孫子の兵法でおなじみの古典的名著「孫子」は孫武が執筆した紀元前500年頃から現代まで2500年もの時代を超え読み続けられてきた兵法書のバイブルです。

軍事の大家として「東の孫子」「西のクラウゼヴィッツ」とよく比較されますが、クラウゼヴィッツの「戦争論」が1832年に出版されたことを考えると両者の時間的な差は一目瞭然です。

この孫子の具体的な内容というのは皆さんご存知でしょうか?ビジネス向けに「ビジネスに活かす孫子の兵法」とか「孫子に学ぶ最高のビジネスリーダーの条件」といったタイトルの雑誌や本をよく見かけたりします。

タイトルだけ見ると「孫子は著書内でビジネスにも応用できるような普遍的な内容を語っている」と誤解するかもしれませんが実際はそうではありません。ビジネスで応用できるように語っている部分もありますが、全体を通して書かれているのは純粋に軍事的な内容です。

例えば「上流で雨が降ったのなら渡河をするのは危険だからやめろ」といった話や「火を使った攻撃法は5種類ある。もし火攻めをするなら空気が乾燥した時期に行った方が効果が高い」といった感じです。

私も初めて孫子を読んだ時はビジネス書にも活かせるような普遍的な内容が書いてあるとばかり思ったので「あ、これ純粋な軍事書なんだ・・・」と驚いたことを覚えています。

ただそれでも実生活に活かせることも書いてありますし、読んで役に立つ内容であることは間違いありません。むしろ孫子の兵法の核となるエッセンスの部分は2500年も前に書かれたにも関わらず現代でも色褪せずに通用します。

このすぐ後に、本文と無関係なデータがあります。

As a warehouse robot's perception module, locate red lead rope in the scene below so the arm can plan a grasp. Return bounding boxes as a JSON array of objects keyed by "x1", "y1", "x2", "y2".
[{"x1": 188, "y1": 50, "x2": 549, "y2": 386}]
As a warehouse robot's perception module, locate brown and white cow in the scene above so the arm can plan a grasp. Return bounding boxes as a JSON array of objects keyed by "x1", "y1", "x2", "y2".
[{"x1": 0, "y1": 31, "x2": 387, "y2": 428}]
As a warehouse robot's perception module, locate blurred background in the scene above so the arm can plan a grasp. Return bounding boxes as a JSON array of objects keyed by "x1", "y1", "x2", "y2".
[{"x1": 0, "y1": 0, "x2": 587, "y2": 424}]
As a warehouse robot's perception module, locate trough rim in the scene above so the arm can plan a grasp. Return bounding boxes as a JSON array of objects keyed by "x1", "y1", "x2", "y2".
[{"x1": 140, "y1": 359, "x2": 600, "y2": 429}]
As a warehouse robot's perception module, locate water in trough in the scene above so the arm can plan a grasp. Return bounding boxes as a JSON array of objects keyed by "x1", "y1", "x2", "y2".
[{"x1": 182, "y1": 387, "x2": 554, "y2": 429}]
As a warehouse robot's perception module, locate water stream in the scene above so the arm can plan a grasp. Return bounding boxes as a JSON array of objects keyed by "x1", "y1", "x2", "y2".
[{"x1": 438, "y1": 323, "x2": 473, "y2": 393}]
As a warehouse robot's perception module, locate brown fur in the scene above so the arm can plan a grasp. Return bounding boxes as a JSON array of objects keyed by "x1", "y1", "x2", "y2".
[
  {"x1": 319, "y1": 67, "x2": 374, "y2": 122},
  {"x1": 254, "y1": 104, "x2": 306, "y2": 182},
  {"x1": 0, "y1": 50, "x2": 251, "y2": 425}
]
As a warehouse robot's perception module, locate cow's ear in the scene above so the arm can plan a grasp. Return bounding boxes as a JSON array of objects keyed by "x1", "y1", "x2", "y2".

そこで今回は私が孫子を読んで「え?これが本当に2500年前に書かれた本なの?」と個人的に驚いた内容を紹介したいと思います。それだけだと寂しいので加えて雑誌や本でよく紹介されてる有名な格言もついでに紹介したいと思います。

◆現代でも通用する孫子のエッセンス

まず私が読んで驚いた部分からです。大きく二つに分けることができます。

  1. 戦争において最も重要なのは経済である
  2. 戦争において情報は武勲よりも価値がある

まずは①の戦争と経済との関係について見ていきましょう

1.戦争において最も重要なのは経済である

巷に出ている孫子の兵法の解説書はリーダーシップや人心掌握術など組織の運用に関して書かれていることが多いのであまり言及されていることはないかと思いますが、孫子は戦争を純粋な軍事面だけでなく経済的な側面からも捉えていることです。

実際に孫子の中から抜粋すると

「兵は拙速を聞くも、未だ巧久をみざるなり(第二 作戦篇)」

という言葉があります。意味は「戦争は多少問題があってもなるべく早く終らせるべきである。戦争が長引いたけど結果的にそれが良かったということはない」という発言です。孫子による解説では

いざ戦争をすることになれば戦車など千台、兵数で言えば十万人もの人員を動員することになる。両軍が決戦のために対陣すればたとえ戦わずに死者が出なかったとしても毎日膨大な物資を消費する。その結果支出が増え経済は疲弊する。したがって万全な勝利を狙って長期間戦うよりも多少失敗があってもなるべく早く相手を攻略すべきである

と解説しております。「そもそも戦争が長期化して国家の利益になったことは未だ嘗てあった試しがない」とまあ結構な手厳しい言い様です。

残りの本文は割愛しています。